Configuring and applying a rewriter

We will use a minimal example of the ‘Common Rules Rewriter’ - Querqy’s most popular rewriter - to demonstrate how a rewrite chain is configured in principle.

As search engines differ in how configurations are supplied to them, select your search engine below.

Querqy adds a REST endpoint to Elasticsearch/OpenSearch for managing rewriters at

/_querqy/rewriter

Creating/configuring a ‘Common Rules rewriter’:

PUT  /_querqy/rewriter/common_rules

1{
2    "class": "querqy.elasticsearch.rewriter.SimpleCommonRulesRewriterFactory",
3    "config": {
4        "rules" : "notebook =>\nSYNONYM: laptop"
5    }
6}

Note

OpenSearch users: Simply replace package name elasticsearch with opensearch in rewriter configurations.

Rewriter definitions are uploaded by sending a PUT request to the rewriter endpoint. The last part of the request URL path (common_rules) will become the name of the rewriter.

A rewriter definition must contain a class element (line #2). Its value references an implementation of a querqy.elasticsearch.ESRewriterFactory which will provide the rewriter that we want to use.

The rewriter definition can also have a config object (#3) which contains the rewriter-specific configuration.

In the case of the SimpleCommonRulesRewriter, the configuration must contain the rewriting rules (#4). Remember to escape line breaks etc. when you include your rules in a JSON document.

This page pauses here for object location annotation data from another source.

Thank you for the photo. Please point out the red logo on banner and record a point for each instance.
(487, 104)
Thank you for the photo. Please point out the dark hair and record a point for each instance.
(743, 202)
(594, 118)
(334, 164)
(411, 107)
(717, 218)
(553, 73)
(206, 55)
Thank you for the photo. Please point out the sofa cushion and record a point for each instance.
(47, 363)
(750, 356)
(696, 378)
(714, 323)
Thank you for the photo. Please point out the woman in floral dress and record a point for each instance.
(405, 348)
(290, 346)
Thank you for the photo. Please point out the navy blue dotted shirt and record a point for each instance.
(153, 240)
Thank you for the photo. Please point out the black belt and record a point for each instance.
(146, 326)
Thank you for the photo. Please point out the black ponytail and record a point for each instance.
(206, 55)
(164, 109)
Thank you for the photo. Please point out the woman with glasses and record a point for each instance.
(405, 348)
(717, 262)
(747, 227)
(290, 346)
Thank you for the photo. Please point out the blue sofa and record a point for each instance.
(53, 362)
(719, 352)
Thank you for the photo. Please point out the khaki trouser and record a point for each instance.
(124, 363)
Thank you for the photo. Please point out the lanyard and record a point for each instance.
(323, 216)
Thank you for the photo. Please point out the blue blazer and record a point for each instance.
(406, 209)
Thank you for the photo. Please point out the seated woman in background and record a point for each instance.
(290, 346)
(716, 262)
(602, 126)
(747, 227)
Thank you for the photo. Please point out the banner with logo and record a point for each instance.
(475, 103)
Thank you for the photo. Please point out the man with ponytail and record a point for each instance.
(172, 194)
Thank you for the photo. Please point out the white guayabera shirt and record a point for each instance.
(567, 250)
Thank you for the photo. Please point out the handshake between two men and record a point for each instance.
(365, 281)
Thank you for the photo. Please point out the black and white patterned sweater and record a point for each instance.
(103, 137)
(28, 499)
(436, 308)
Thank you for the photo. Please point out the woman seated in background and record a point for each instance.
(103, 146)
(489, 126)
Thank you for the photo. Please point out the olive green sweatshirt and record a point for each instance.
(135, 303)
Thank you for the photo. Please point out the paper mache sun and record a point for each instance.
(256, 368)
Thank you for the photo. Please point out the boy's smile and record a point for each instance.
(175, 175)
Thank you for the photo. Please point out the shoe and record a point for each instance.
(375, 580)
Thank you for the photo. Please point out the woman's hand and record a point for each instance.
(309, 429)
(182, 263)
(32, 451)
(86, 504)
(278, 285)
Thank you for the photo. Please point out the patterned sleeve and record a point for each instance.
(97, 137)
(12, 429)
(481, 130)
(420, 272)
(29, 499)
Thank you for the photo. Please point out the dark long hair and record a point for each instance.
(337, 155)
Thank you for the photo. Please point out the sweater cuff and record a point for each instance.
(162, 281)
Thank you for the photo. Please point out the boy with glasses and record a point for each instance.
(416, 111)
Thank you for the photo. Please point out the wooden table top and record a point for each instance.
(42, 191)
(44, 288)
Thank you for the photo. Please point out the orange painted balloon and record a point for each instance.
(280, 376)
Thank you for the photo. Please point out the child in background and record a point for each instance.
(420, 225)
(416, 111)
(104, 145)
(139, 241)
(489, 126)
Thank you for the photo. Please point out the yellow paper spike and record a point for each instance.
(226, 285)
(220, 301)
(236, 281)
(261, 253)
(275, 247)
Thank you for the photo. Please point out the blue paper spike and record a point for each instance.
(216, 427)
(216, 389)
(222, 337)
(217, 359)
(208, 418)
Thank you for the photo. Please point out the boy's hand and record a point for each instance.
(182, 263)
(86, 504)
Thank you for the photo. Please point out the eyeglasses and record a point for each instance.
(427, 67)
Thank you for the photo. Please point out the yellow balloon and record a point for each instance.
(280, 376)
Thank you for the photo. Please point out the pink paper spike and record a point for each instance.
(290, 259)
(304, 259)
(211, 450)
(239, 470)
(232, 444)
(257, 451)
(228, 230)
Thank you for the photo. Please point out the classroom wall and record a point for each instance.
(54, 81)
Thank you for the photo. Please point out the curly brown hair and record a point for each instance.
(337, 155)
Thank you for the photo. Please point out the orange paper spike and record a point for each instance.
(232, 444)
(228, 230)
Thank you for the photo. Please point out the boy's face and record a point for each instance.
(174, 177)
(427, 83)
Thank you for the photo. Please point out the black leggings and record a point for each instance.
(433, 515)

We can now apply one or more rewriters to a query:

POST /myindex/_search

 1{
 2  "query": {
 3      "querqy": {
 4          "matching_query": {
 5              "query": "notebook"
 6          },
 7          "query_fields": [ "title^3.0", "brand^2.1", "shortSummary"],
 8          "rewriters": ["common_rules"]
 9      }
10  }
11}

The rewriters are added to the minimal query that we constructed earlier using a list of named rewriters (line #8). This list contains the rewrite chain - the list of rewriters in the order in which they will be applied and in which they will manipulate the query. The above example contains only a single rewriter.

Rewriters are referenced in the rewriters element either just by their name or by the name property of an object which allows to pass request parameters to the rewriter. The following example shows two rewriters, one of them with additional parameters:

POST /myindex/_search

 1{
 2  "query": {
 3      "querqy": {
 4          "matching_query": {
 5              "query": "notebook"
 6          },
 7          "query_fields": [ "title^3.0", "brand^2.1", "shortSummary"],
 8          "rewriters": [
 9              "word_break",
10              {
11                  "name": "common_rules",
12                  "params": {
13                      "criteria": {
14                          "filter": "$[?(!@.prio || @.prio == 1)]"
15                      }
16                  }
17              }
18          ]
19      }
20    }
21}

The first rewriter, word_break (line #9), is just referenced by its name (we will see a ‘word break rewriter’ configuration later. The second rewriter is called in a JSON object. Its name property references the rewriter definition by the rewriter name, ‘common_rules’ (#11). The params object (#12) is passed to the rewriter.

In the example, params contains a criteria object (#13). This parameter is specific to the Common Rules rewriter. The filter expression in the example ensures that only rules that either have a prio property set to 1 or that don’t have any prio property at all will be applied.

In the above example rewrite chain, the word_break rewriter will be applied before the common_rules rewriter due to the order of the rewriters in the rewriters JSON list element.

Updating and deleting rewriters

To update a rewriter configuration, just send the updated configuration in a PUT request to the same rewriter URL again.

To delete a rewriter, send a request with HTTP method DELETE to the rewriter URL. For example,

DELETE  /_querqy/rewriter/common_rules

will delete your common_rules rewriter.

List of available rewriters

The list below contains all rewriters that come with Querqy. Click on the rewriter name to see the documentation.

Common Rules Rewriter

Query-dependent rules for synonyms, result boosting (up/down), filters; ‘decorate’ result with addition information

Replace Rewriter

Replace query terms. Used as a query normalisation step, usually applied before the query is processed further, for example, before the Common Rules Rewriter is applied

Word Break Rewriter

(De)compounds query tokens. Splits compound words or creates compounds from separate tokens.

Number-Unit Rewriter

Recognises numerical values and units of measurement in the query and matches them with indexed fields. Allows for range matches and boosting of the exactly matching value.

Shingle Rewriter

Creates shingles (compounds) from adjacent query tokens and adds them as synonyms.